The Palestinian Forum in Britain branded interfaith work between Jews and Muslims 'faithwashing'


A group that organises popular anti-Israel demonstrations has attacked interfaith dialogue, claiming it is a covert Zionist strategy to cover up Israeli “apartheid”, the JC has learned.

The Palestinian Forum in Britain (PFB) — which arranged a major gathering outside Downing Street as Israel fought Palestinian Islamic Jihad last week — branded interfaith work between Jews and Muslims “faithwashing”.

PFB launched its campaign at a meeting at a London art gallery on 16 June under the title “How interfaith groups are being used to normalise Israeli apartheid”.

In a video of the meeting, Daud Abdullah, director of the news website Middle East Monitor and the former deputy chairman of the Muslim Council of Britain, is seen warning of “the misuse of interfaith dialogue to cover-up the crimes committed against the Palestinian people”. He claimed that such dialogue was favoured by “rich Jewish philanthropists” to “influence opinion in the Muslim community” and blunt its opposition to Israel.

During a question-and-answer session, James Thring, an activist who has appeared on former Ku Klux Klan Grand Wizard David Duke’s radio programme, said the underlying problem was “Talmudism”.

He claimed this was “the source of many Israeli actions”, because it meant Jews “think they are the chosen people, they think they have the right to attack other people, to deceive other people, to rob other people”.
His words were not challenged. Another speaker asked how the “trap” of attending interfaith sessions in synagogues could be avoided. And Rifat Odeh Kassis, a prominent Palestinian advocate and writer, said that the only acceptable interfaith events would be those that were “resistance-orientated”.

Marc Goldberg, Head of Investigations at the Community Security Trust (CST), said the event was part of a growing effort to undermine the interfaith movement, which is supported by many Jewish and Muslim leaders to foster mutual understanding.
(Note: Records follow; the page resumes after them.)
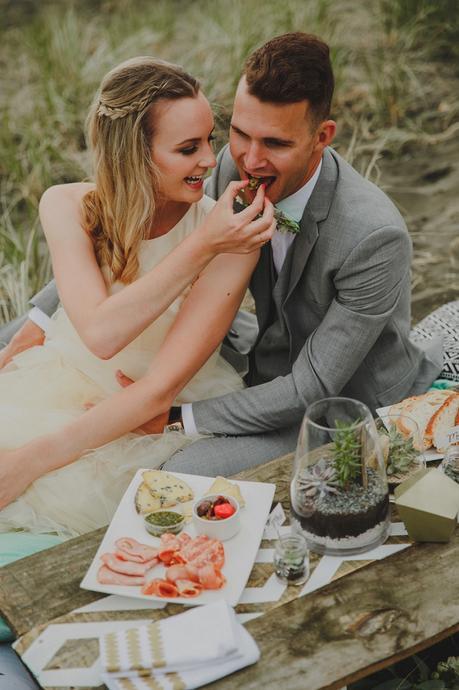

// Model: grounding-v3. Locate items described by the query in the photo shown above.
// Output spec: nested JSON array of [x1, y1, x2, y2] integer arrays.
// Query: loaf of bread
[[388, 390, 459, 452]]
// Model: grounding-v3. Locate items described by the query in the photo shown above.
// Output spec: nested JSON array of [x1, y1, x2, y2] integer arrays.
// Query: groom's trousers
[[163, 425, 299, 477]]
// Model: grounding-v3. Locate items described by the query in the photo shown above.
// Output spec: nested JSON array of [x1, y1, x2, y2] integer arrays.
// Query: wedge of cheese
[[143, 470, 194, 508], [207, 477, 245, 508], [135, 482, 161, 515]]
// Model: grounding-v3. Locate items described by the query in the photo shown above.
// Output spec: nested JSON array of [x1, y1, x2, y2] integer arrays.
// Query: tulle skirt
[[0, 342, 243, 538]]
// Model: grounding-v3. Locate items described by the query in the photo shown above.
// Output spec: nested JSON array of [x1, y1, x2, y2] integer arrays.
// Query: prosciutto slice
[[101, 553, 158, 577], [142, 579, 178, 598], [103, 532, 226, 599], [175, 580, 202, 598], [97, 565, 145, 587]]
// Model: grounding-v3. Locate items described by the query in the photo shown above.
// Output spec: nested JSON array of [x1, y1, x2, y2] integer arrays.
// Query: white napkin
[[100, 600, 260, 690]]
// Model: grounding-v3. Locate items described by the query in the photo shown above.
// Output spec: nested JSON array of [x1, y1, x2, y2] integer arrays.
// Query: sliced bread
[[429, 393, 459, 453], [389, 390, 454, 450]]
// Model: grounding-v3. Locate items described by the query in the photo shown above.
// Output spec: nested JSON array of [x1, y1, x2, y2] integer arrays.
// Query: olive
[[196, 501, 212, 517]]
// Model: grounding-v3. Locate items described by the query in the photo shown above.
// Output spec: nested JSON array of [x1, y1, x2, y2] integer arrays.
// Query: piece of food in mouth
[[247, 175, 264, 192]]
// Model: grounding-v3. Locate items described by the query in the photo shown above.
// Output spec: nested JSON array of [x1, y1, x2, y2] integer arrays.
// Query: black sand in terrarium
[[292, 470, 389, 539]]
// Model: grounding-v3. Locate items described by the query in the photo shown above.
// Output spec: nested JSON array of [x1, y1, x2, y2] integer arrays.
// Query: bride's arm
[[0, 252, 258, 508], [40, 182, 273, 359]]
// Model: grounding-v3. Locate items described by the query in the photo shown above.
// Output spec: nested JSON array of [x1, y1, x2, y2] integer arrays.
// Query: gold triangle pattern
[[147, 621, 166, 668], [125, 628, 145, 671], [105, 633, 121, 673]]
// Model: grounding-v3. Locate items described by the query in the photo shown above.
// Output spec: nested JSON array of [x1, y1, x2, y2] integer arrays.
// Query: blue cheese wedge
[[143, 470, 194, 508], [135, 482, 161, 515]]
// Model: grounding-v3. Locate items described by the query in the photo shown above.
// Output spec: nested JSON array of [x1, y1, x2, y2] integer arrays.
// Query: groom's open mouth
[[185, 175, 204, 189], [244, 171, 276, 192]]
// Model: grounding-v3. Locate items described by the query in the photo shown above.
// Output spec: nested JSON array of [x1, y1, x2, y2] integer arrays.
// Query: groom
[[0, 33, 441, 475]]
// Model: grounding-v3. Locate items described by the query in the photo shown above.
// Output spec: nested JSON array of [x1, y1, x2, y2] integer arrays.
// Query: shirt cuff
[[182, 403, 198, 436], [27, 307, 52, 333]]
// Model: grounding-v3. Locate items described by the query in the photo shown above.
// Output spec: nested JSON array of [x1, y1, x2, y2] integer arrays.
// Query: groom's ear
[[316, 120, 336, 150]]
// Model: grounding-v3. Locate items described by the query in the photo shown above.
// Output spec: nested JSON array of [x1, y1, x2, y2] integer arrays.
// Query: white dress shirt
[[182, 161, 322, 435]]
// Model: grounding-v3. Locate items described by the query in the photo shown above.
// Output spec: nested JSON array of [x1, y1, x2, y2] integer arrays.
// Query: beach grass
[[0, 0, 459, 322]]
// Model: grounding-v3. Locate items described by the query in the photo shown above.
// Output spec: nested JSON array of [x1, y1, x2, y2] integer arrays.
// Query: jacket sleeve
[[193, 226, 411, 436], [30, 280, 59, 316]]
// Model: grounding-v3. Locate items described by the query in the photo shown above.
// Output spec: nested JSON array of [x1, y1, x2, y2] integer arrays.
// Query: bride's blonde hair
[[83, 57, 199, 283]]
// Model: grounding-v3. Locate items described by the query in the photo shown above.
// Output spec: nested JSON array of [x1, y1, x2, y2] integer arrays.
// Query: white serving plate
[[376, 405, 444, 462], [80, 470, 276, 606]]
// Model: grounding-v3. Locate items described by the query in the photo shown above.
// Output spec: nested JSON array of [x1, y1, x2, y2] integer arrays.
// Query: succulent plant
[[333, 419, 364, 489], [297, 458, 339, 499]]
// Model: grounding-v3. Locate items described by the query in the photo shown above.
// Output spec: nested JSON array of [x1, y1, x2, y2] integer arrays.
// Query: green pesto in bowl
[[144, 510, 185, 537]]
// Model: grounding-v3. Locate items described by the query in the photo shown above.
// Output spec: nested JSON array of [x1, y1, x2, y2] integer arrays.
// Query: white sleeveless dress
[[0, 197, 243, 538]]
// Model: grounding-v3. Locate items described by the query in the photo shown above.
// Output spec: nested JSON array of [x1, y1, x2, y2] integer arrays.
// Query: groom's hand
[[116, 370, 169, 434], [0, 319, 45, 369]]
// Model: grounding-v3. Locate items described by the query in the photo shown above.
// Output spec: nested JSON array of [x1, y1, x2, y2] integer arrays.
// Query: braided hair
[[83, 57, 199, 284]]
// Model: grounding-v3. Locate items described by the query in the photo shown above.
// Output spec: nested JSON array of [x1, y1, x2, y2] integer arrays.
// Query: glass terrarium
[[290, 398, 389, 556]]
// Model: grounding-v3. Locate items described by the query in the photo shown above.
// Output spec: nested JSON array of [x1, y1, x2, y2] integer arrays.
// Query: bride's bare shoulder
[[40, 182, 95, 211]]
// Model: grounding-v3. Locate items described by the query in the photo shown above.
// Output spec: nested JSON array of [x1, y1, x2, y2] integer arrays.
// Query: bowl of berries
[[193, 494, 241, 541]]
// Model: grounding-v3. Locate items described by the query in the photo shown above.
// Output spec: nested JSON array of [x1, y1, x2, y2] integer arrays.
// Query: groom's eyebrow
[[230, 123, 295, 146]]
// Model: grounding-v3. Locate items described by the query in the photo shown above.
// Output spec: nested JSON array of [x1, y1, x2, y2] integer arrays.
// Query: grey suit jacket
[[33, 147, 441, 435], [193, 148, 441, 435]]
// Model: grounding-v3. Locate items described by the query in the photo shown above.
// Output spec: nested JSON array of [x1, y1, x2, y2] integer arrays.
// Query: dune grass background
[[0, 0, 459, 323]]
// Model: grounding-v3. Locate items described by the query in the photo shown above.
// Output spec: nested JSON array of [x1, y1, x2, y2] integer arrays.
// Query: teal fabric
[[0, 532, 64, 642], [429, 379, 457, 390]]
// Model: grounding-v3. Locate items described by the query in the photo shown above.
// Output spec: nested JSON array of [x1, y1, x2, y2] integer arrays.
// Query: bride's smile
[[152, 92, 216, 211]]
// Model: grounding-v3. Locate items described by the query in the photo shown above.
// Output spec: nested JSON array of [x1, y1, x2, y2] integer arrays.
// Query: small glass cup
[[440, 443, 459, 484], [274, 532, 309, 585]]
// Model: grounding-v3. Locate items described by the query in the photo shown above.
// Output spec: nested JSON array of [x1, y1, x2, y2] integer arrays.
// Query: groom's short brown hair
[[243, 31, 335, 121]]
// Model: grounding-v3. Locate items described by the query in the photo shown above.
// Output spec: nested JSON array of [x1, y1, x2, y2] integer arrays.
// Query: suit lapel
[[284, 149, 338, 302]]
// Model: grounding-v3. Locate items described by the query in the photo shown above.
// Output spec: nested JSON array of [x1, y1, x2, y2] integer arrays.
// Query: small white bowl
[[193, 494, 241, 541]]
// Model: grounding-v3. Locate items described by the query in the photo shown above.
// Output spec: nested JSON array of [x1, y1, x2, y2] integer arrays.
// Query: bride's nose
[[199, 142, 217, 168]]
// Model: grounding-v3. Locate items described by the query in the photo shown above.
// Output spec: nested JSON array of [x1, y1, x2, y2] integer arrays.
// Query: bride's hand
[[0, 319, 45, 369], [197, 180, 276, 254], [0, 450, 36, 510], [84, 370, 169, 436]]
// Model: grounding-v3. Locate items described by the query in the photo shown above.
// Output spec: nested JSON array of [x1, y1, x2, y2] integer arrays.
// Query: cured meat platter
[[81, 470, 275, 606]]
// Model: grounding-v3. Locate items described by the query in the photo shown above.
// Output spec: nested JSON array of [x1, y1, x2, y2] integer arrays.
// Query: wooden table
[[0, 456, 459, 690]]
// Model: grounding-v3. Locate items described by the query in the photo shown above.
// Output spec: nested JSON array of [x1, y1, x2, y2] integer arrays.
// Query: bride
[[0, 57, 274, 538]]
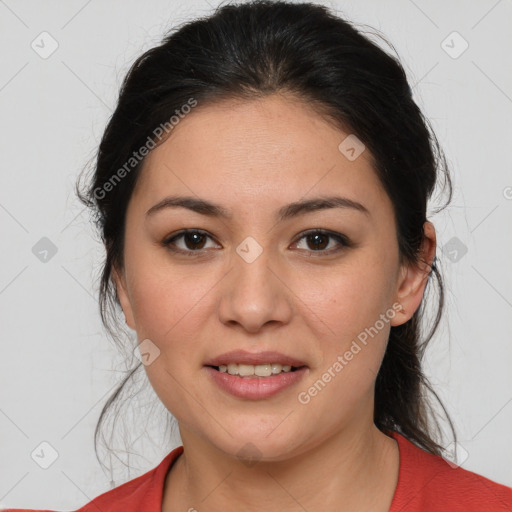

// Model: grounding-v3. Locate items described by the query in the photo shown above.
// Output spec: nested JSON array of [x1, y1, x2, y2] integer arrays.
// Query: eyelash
[[162, 229, 353, 257]]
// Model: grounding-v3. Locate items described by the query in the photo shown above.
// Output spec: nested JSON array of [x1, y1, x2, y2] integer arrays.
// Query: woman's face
[[115, 95, 430, 460]]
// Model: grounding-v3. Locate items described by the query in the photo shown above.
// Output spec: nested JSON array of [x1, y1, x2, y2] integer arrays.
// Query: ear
[[112, 267, 135, 330], [390, 221, 436, 326]]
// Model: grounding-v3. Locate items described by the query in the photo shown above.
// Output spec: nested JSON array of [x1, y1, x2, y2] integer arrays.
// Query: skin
[[114, 94, 436, 512]]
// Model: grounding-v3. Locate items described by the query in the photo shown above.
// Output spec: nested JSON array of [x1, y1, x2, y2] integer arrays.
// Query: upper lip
[[204, 350, 306, 367]]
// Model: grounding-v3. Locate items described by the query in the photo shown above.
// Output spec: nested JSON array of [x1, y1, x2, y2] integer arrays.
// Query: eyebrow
[[146, 196, 370, 221]]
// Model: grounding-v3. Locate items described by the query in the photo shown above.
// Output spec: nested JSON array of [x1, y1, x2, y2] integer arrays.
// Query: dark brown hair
[[77, 1, 456, 474]]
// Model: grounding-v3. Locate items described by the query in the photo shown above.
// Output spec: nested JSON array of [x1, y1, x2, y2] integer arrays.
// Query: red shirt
[[6, 432, 512, 512]]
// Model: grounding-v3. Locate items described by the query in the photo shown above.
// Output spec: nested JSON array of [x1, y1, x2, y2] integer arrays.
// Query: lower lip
[[205, 366, 308, 400]]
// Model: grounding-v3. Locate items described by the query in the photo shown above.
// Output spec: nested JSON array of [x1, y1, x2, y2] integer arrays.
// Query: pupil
[[185, 233, 204, 249], [309, 233, 328, 249]]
In 2020, the then-Bristol University professor David Miller — since sacked for suggesting that Jewish students were agents of a foreign power — criticised Jews making chicken soup for the East London Mosque.

It was an example of how interfaith could be “exploited” to “normalise Zionism”, he claimed.
Attempts to delegitimise such dialogue had been gathering momentum for years, Mr Goldberg said.

In 2018, the pro-Iranian Islamic Commission on Human Rights (IHRC) claimed interfaith involved Jews “cosying up to mosques and Muslim groups” and was “nothing more than a deceitful attempt to normalise the continuing murder, maiming and dispossession of the Palestinian people”.

In May 2019, a talk by Rabbi Lea Mühlstein at the Mahfil Ali Mosque in Harrow was cancelled after claims she was “heavily involved in Zionist activities”, Mr Goldberg said.
Fiyaz Mughal, a co-founder of both Muslims Against Antisemitism and the interfaith network Faith Matters, told the JC that he found the claims made at the PFB meeting “disgusting”.

He said: “Those who seek to smear, falsify and undermine interfaith work do not understand what binds our communities together, and their malicious attempt to politicise this must be rejected.”

Rabbi David Mason of Muswell Hill synagogue, a leading proponent of interfaith activity, told the JC: “I’m proud we have built positive relationships with Muslim communities in my borough and across London.

“Although differences will always occur, be working together we create friendships and model a better society.

“The idea that such positive interfaith work is a Zionist plot grotesquely misses the point of our achievements.”